Commercial buildings not only pay for the cost of energy (kilowatt-hours or kWh), but also pay a second fee for the highest speed at which they draw power from the utility during certain time periods (kilowatts or kW). In essence, the more intensive your power use, the more “penalty” you pay. An illustration of how two buildings that use the same amount of energy might experience very different costs is shown here:
Building A
Usage: 100,000 kWh/mo
Energy Fee: $0.08/kWh
Energy Cost: $8,000/mo
Peak Demand: 500 kW
Demand Fee: $25/kW
Demand Cost: $12,500/mo
Combined Cost: $20,500/mo
Building B
Usage: 100,000 kWh/mo
Energy Fee: $0.08/kWh
Energy Cost: $8,000/mo
Peak Demand: 2000 kW
Demand Fee: $25/kW
Demand Cost: $50,000/mo
Combined Cost: $58,000/mo
Even though the two buildings use the exact same amount of energy, the difference in total cost is nearly triple in the building with a four-fold higher peak demand.

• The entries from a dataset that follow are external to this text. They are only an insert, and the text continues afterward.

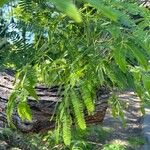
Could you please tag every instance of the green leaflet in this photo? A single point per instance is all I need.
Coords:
(139, 55)
(78, 110)
(117, 109)
(2, 2)
(87, 98)
(105, 10)
(24, 111)
(120, 58)
(31, 91)
(69, 8)
(66, 129)
(146, 80)
(10, 106)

Notably, the “peak demand” is determined by the highest single 15-minute power draw during the highest cost time period (typically 4-9pm) during the entire billing period. Only one “spike” triggers this cost!
Faraday renewable energy microgrids take energy that is made during less valuable time periods, such as midday solar, and time-shifts its use to the highest demand cost periods. Not only does this decrease the energy charge, but it simultaneously can buffer the “spikes” in demand and the resulting costs. By automating the storage and redeployment of clean power, Faraday microgrids “shave” costly demand peaks and harvest the best value for your facility. And, as utility prices inevitably increase, your microgrid only becomes more valuable.
Why pay more for energy and peak demand than you have to? Let Faraday Microgrids maximize your utility savings to give back your capital for purposes you really want.
4. Without Back-up Power, a Building Effectively Stops Operating During Outages. A Microgrid can Prevent This.
Faraday microgrids are expertly designed to provide power to facilities even when the utility goes down. In this sense, microgrids play two roles – serving the routine needs for facilities to cut daily operating costs and providing backup power during increasingly frequent natural and human-made events that cause power cuts.
Whether it is due to fire, flood, earthquake, damage to utility systems, or other reasons, any number of events can render facilities inoperable for hours or even days. With Faraday microgrids, they can remain resilient and continue to provide the important services their stakeholders need.
Perhaps most importantly, “islandable” microgrids such as those provided by Faraday Microgrids offer value that simply cannot be achieved with other tools. Unlike fossil fuel generators, microgrids are able to move through regulatory restrictions easily and provide clean energy services. In addition, microgrids produce value on a daily basis while generators often lie fallow – causing expense without savings. Finally, the “fuels” for Faraday renewable energy microgrids are abundant and free (sun, wind) and fossil fuels are expensive and may be unavailable in emergencies.
5. Interconnection of Solar with the Utility is Increasingly Challenging. A Microgrid Makes it Easier.
Energy-generating systems like solar are encountering increasing resistance to being allowed to connect to buildings and the utility grid. Utilities may particularly oppose systems that will export energy to the grid and, in many locations, have the right to delay or even refuse connections altogether. If a facility is located where utility circuits are already “saturated” with renewables, there may be no option for solar only.
In contrast, Faraday microgrids may be approved much faster based upon their ability to reduce or eliminate energy export. As an example, Faraday and its partners were able to obtain an interconnection agreement with Southern California Edison for a very large solar array nested within a microgrid at the Kaiser Permanente Hospital in Ontario, California in under three months!
Making, keeping, and using your own energy with a Faraday microgrid renders your facility’s project more feasible, cost-effective, and valuable and avoids the obstacles that are increasingly encountered by solar-only projects.